Very entertaining but if you start appplying reality to it, it doesn’t work, eg, like the 50 foot tall robot that just appears without anyone noticing. Sometimes the phony shit pulls you out of the movie.
eg - I was wondering why the dudes were using what appeared to be a WW2 U-boat.
Dude throws a tire-iron at a flying thing during one chase and just nails it.
In every movie why the fuck do you hear the sound of weapons being cocked when in reality they should already be cocked?
And like someone else mentioned - why the fuck does the Terminator throw you around and not just rip your head off?!
[quote]GhorigTheBeefy wrote:
I know this movie was fiction but it is supposed to be plausible (bound by realistic criteria) and I just don’t see how you get stabbed through the middle of your chest by a metal pipe and survive.
For fucks sake you’d have the inside area of the pipe filled with your bone and flesh. How are you going to put that back together? I’ll tell you how by using a cyborg’s heart and an open air tent in the desert for your E.R. that’s how. That light tech better not fuck up the next movie.[/quote]
As entertainment it worked but we could have a whole other thread about REALISM in movies.
Most Hollywood movies are made for people with a 7th grade intelligence.
When people start debating the realism of the heart surgery or whatever, I sincerely question their intelligence.
Because it’s a fucking movie about robots. A post-apocalyptic future where machines rule the world and create human-hunting robots is believable, but the smaller details are just to much to accept.
In T3, we learned Skynet had no central core. Rather it was dispersed among computers all through the Internet, including in college dorms and so forth.
So after Skynet had blown the world all to hell with nuclear weapons, how did those computers remain powered?
And how did they get connected to equipment with enough manufacturing capability, in such a manner that human hands, deliveries by humans, etc were not required, to produce all the things Skynet produced?

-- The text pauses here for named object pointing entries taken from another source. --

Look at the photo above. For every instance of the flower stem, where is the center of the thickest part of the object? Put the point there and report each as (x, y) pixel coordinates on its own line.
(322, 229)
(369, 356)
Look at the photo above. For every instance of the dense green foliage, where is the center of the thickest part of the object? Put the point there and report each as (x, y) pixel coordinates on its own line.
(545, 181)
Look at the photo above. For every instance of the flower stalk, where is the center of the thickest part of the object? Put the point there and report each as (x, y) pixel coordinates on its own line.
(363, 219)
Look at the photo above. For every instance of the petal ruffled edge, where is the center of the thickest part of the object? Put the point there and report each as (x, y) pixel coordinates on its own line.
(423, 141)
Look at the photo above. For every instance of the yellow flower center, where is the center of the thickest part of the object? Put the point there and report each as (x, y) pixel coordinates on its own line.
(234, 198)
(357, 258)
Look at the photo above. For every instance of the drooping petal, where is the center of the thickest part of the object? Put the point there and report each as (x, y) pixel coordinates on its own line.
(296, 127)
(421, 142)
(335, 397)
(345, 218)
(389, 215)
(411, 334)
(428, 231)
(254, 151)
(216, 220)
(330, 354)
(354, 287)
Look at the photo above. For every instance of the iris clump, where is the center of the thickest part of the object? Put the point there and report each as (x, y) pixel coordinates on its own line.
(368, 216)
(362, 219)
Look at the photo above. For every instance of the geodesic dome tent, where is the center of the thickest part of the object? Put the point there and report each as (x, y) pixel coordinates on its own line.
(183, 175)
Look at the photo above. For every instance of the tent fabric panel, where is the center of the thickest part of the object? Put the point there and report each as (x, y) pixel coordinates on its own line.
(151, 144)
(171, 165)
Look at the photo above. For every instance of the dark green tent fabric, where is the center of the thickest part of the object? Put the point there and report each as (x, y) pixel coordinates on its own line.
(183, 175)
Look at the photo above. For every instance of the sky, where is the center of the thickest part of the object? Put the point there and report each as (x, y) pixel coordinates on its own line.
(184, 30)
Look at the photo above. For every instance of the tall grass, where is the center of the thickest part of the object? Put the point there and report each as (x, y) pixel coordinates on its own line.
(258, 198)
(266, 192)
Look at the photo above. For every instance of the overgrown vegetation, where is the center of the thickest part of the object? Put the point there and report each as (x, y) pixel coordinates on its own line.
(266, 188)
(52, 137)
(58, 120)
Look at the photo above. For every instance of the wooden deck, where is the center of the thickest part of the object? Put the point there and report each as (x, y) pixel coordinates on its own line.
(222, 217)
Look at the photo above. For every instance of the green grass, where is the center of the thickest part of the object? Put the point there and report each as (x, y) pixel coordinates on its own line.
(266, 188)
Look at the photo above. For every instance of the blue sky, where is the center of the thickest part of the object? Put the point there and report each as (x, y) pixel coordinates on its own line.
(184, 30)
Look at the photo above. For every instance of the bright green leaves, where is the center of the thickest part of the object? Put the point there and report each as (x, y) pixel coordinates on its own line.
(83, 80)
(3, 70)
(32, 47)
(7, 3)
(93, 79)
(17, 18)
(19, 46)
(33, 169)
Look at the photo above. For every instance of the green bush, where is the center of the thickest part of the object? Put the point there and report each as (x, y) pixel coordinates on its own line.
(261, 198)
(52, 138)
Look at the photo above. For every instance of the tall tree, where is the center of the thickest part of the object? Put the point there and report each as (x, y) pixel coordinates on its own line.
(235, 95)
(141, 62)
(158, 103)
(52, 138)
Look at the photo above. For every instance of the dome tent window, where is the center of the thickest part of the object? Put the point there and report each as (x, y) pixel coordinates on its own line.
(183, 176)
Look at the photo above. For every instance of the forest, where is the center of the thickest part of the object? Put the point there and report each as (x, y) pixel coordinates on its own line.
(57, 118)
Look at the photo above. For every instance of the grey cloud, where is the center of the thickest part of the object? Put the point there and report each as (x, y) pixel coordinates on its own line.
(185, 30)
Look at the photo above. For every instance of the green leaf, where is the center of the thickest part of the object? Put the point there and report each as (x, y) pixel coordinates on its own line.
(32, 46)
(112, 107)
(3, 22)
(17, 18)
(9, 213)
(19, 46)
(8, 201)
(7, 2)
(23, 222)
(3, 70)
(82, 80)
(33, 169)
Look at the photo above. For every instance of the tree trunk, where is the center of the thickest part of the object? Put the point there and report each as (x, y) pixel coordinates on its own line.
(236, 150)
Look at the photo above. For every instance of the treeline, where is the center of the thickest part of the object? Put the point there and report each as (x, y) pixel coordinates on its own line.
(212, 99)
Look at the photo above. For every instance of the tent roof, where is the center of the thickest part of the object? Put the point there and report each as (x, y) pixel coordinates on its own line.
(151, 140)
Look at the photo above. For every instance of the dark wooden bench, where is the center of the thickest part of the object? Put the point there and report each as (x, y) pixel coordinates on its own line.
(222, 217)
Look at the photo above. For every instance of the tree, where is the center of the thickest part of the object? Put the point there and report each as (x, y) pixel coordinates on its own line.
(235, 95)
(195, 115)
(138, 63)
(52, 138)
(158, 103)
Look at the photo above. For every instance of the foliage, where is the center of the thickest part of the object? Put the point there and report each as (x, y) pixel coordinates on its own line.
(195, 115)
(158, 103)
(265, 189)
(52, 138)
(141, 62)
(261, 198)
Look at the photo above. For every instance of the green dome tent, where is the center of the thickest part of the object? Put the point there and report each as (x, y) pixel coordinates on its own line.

But I do think the heart thing was stupid. As suggested it may result from a last-minute rewrite / added shoot, as if it had been planned out in the first place the injury could have been more plausible, such as a simple stabbing.
[quote]Bill Roberts wrote:
And how did they get connected to equipment with enough manufacturing capability, in such a manner that human hands, deliveries by humans, etc were not required, to produce all the things Skynet produced?[/quote]
Easy answer here. Remember a Steven King flick/book called “Maximum Overdrive”? Same principle. (That’s my story and I’m sticking to it.)
[quote]Vicomte wrote:
It’s a movie about fucking robots.
When people start debating the realism of the heart surgery or whatever, I sincerely question their intelligence.
Because it’s a fucking movie about robots. A post-apocalyptic future where machines rule the world and create human-hunting robots is believable, but the smaller details are just to much to accept.
Fuck me.
[/quote]
Bingo. The robot somehow designed to look and sound like an Austrian bodybuilder…you know, so it can blend in…is somehow easy to accept…BUT HEART SURGERY IN A DESERT!!!
The military has equipment to do surgery in a desert. Mind you, that is in the year 2009. I would hope that in the future, we can still do it.
The only thing they fucked up apparently was showing how it can be done to people who aren’t aware.
Unlikely? Of course…but if THAT (the last fucking scene in the whole movie) is what causes you to say it sucked, check your own sanity.
[quote]Bill Roberts wrote:
And how did they get connected to equipment with enough manufacturing capability, in such a manner that human hands, deliveries by humans, etc were not required, to produce all the things Skynet produced?[/quote]
Easy answer here. Remember a Steven King flick/book called “Maximum Overdrive”? Same principle. (That’s my story and I’m sticking to it.)